A Dinuclear Copper Complex Featuring a Flexible Linker as Water Oxidation Catalyst with an Activity Far Superior to Its Mononuclear Counterpart

The development of highly active, stable, and inexpensive molecular water oxidation catalysts (WOCs) is important for eventually realizing artificial photosynthesis. The dinuclear earth-abundant molecular WOCs are of great interest as the latent synergy of two adjacent metals of the molecule could enhance the activity of the catalyst for water oxidation, just as the synergistic catalysis effect of metal ions in many metalloenzymes.
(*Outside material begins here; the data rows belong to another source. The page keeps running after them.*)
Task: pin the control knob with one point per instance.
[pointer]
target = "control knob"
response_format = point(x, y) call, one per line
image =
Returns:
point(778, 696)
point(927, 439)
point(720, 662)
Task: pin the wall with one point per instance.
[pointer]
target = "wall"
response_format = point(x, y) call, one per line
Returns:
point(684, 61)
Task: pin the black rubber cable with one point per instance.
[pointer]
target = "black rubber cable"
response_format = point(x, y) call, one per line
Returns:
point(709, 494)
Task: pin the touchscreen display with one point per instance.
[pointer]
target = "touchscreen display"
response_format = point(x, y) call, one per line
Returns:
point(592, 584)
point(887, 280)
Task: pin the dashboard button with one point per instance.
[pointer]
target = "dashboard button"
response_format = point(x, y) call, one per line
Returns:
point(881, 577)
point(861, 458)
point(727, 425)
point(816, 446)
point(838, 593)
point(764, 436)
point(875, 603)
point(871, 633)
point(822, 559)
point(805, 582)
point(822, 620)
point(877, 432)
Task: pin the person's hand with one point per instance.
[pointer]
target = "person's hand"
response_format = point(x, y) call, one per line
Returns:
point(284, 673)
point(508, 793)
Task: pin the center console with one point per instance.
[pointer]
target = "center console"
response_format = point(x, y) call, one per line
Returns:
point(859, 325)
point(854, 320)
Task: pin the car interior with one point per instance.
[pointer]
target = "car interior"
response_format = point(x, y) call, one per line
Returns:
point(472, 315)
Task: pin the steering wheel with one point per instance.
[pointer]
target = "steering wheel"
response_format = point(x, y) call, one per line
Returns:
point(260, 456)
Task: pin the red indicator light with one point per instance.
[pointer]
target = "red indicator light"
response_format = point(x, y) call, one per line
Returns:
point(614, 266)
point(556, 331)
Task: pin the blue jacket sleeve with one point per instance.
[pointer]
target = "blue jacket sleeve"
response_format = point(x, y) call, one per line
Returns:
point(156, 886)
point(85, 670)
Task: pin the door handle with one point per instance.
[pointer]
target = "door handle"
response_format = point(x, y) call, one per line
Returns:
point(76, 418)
Herein we report the dinuclear copper complex [L1Cu₂(μ-OH)]­(BF₄)₃ (1, L1 = N,N′-dimethyl-N,N′-bis­{2-[bis­(2-pyridinylmethyl)­amino]­ethyl}­ethane-1,2-diamine) with a flexible linker and its mononuclear counterpart [L2Cu­(OH₂)]­(BF₄)₂(2, L2 = N,N-dimethyl-N′,N′-bis­(2-pyridylmethyl)­ethane-1,2-diamine) as WOCs. X-ray diffraction analysis showed that in the crystal structure of 1 there is an extraneous water molecule located very close to the bridged O atom, resembling the proposed structure of the transition state for the O–O bond formation. Comparative studies on the performances of 1 and 2 for electrochemical water oxidation at pH 12 manifested that 1 displayed a much higher activity and better stability than that of 2. The k_cat1 of 144 s^–1 for 1 is on a par with those of the state-of-the-art earth-abundant molecular WOCs reported to date under similar test conditions. Experimental studies and DFT calculations suggest that the water oxidation catalyzed by 1 proceeds via a unimolecular two-site mechanism with a much lower energy barrier for the O–O bond formation step compared to that for 2.